Even as we “stand to,” we must also check up and down the line and make sure those fighting beside us, to our left and to our right, are secure. We are seeing this today with the many veteran service organizations and Veterans Affairs (VA) reaching out to let veterans know they are not alone. While this is a good start, it is not enough.

As the first line of defense, we veterans must check in with our fellow comrades in arms. We must be proactive, even when much of our national response is reactive. If you are or know a veteran who is seeking help with mental health issues, the Veterans Crisis Line is available at 800-273-8255, press 1, or by text at 838255. Help also is available through Vet Centers or the VA’s website at www.MentalHealth.va.gov.

The above static public service announcement is a great example of our national stance — and an indication of why we are failing to save the lives of so many veterans. These call centers and hotlines dictate that the effort must come from the person in crisis, who must call or text to take the first step. There is a tremendous amount of capability and desire to help in this country, but until a veteran asks for help, those who need it remain invisible and silent. 

Most veterans who will die today by suicide are not on the VA’s radar, and this must change. The information is there, out in the open. As veterans struggle to pay bills, become homeless, have their cars repossessed, or turn to negative coping activities such as substance abuse, or simply withdraw completely, there are tangible ways for us to identify these as signs of imminent risk and intervene before it’s too late.
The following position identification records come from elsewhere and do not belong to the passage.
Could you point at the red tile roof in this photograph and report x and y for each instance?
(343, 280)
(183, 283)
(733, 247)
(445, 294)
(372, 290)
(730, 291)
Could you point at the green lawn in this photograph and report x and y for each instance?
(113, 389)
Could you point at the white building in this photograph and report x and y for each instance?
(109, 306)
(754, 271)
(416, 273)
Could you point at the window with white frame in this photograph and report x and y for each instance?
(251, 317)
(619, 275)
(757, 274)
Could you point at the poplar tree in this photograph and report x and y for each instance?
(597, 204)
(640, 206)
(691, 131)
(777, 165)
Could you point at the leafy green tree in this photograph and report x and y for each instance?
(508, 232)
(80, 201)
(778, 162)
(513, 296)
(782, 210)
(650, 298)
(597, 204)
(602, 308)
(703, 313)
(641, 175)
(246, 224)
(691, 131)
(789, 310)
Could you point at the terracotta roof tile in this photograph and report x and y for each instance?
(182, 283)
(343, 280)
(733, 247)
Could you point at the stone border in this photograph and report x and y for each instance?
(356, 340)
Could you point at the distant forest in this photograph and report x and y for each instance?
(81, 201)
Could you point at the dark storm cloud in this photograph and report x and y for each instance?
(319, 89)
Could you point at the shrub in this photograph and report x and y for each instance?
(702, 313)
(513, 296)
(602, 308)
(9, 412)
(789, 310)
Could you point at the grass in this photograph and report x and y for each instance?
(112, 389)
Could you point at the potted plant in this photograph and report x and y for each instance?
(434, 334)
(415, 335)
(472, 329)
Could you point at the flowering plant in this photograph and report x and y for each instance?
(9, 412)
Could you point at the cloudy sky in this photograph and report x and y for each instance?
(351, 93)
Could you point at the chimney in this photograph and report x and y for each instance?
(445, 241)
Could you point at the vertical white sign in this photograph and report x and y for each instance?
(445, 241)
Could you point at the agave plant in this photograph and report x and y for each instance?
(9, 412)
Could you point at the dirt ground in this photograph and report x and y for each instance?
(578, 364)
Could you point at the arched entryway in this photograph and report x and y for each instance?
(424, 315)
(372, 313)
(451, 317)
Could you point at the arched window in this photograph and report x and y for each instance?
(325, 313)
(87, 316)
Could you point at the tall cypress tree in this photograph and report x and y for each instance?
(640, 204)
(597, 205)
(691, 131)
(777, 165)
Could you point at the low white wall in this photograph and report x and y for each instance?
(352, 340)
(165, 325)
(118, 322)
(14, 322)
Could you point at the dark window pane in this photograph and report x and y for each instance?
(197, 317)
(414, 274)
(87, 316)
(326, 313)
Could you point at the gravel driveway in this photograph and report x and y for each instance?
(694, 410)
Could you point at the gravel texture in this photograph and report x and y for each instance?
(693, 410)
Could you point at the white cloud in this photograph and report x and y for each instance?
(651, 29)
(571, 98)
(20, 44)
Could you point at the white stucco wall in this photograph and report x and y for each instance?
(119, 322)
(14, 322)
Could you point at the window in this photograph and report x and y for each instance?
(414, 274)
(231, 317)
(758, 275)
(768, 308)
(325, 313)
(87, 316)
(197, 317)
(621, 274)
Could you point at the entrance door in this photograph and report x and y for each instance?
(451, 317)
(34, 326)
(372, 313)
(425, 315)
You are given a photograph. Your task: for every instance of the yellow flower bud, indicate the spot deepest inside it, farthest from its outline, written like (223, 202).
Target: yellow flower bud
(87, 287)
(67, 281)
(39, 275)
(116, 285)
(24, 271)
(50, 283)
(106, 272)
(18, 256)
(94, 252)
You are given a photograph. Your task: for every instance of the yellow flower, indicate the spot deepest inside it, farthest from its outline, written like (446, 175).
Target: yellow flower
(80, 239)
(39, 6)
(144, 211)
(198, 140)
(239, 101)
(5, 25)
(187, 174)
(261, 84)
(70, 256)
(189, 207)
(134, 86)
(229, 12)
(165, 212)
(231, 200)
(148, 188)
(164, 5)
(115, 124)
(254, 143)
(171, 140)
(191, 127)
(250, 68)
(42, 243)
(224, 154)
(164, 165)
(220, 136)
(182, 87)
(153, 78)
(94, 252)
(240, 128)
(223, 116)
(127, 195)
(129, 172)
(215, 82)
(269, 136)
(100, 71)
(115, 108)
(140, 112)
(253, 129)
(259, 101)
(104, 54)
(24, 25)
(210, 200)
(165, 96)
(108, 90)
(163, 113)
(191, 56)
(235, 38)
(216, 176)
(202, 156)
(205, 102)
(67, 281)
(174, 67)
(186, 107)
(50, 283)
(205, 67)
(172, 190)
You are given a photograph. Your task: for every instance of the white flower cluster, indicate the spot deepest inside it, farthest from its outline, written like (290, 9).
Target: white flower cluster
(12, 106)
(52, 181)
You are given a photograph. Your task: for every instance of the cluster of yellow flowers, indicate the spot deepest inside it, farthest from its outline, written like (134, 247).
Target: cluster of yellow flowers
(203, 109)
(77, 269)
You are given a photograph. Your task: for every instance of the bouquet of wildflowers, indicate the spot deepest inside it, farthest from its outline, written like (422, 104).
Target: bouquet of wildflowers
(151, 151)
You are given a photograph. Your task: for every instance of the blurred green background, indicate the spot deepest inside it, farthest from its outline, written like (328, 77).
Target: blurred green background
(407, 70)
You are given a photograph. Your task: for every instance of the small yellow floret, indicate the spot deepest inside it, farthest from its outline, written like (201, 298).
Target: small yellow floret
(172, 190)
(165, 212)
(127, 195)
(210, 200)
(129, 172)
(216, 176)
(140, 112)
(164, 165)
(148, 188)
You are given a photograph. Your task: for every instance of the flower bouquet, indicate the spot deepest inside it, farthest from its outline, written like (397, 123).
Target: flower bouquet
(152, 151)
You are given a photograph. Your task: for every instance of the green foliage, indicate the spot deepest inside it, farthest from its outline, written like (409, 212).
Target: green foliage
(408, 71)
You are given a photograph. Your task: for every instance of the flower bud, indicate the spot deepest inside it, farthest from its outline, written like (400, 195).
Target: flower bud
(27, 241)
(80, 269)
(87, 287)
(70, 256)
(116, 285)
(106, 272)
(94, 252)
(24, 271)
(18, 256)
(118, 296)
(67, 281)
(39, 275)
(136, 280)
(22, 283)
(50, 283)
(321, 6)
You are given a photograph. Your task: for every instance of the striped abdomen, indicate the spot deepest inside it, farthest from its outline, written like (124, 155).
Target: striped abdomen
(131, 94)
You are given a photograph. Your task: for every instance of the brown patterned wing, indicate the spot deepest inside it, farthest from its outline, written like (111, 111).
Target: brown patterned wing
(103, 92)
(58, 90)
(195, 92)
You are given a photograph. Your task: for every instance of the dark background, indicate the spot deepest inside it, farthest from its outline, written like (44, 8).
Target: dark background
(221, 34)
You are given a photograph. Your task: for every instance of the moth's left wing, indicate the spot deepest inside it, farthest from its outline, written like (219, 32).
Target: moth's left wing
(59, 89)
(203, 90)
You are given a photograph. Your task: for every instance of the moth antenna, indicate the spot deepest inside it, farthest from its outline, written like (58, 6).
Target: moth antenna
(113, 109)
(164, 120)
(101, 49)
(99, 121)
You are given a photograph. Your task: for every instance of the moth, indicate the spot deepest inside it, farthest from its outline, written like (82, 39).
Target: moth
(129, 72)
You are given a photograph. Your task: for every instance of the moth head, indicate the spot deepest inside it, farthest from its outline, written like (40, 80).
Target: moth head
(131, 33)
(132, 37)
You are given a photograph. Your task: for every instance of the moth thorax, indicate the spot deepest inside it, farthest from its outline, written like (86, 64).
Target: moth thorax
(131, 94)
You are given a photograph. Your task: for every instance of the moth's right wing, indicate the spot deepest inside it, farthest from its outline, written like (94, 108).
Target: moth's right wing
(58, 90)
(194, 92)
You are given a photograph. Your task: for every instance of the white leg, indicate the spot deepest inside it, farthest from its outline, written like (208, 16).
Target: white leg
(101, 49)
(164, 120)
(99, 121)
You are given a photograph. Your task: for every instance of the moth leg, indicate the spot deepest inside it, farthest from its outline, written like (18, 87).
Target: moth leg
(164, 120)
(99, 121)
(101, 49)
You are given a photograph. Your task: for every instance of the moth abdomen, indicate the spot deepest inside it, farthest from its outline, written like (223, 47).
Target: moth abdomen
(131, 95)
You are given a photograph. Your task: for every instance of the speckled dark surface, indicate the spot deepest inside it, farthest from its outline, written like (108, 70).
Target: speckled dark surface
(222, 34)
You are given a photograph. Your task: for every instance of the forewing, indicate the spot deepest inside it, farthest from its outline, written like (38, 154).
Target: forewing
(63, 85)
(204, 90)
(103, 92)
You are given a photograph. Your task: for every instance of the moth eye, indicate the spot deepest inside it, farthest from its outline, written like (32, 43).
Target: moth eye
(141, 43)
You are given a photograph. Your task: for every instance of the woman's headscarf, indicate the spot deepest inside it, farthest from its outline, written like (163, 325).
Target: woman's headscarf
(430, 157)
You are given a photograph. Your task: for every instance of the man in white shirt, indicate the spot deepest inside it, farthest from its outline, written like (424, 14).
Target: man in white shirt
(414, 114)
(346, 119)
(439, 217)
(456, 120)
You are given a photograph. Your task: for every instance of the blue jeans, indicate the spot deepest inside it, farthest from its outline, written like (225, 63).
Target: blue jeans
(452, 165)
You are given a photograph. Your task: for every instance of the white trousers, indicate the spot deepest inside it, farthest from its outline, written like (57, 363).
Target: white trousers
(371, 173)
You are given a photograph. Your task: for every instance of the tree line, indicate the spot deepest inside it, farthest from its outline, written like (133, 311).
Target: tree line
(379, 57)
It is inexcusable that we do not see their wounds until, tragically, veterans die by suicide.  

It is long past time for us to band together as one, stand to and save our heroes. Don’t wait for a veteran to ask for help — act. Look for the small changes and continue to be on the lookout for risk factors. We must take action at the first sign of change and proactively reach out, based on events and behaviors that we see veterans exhibit. This is the time to get together with our fellow veterans to celebrate their service and sacrifice, and to remind ourselves that our service mattered and our lives do, too. 

Col. Michael Hudson (Ret.) is vice president of government solutions at ClearForce, a risk management organization. He served in the Marine Corps for 30 years, including commanding a helicopter squadron, a Marine Expeditionary Unit, and, in his last active-duty billet, as the Marine Corps’s Sexual Assault Prevention and Response lead.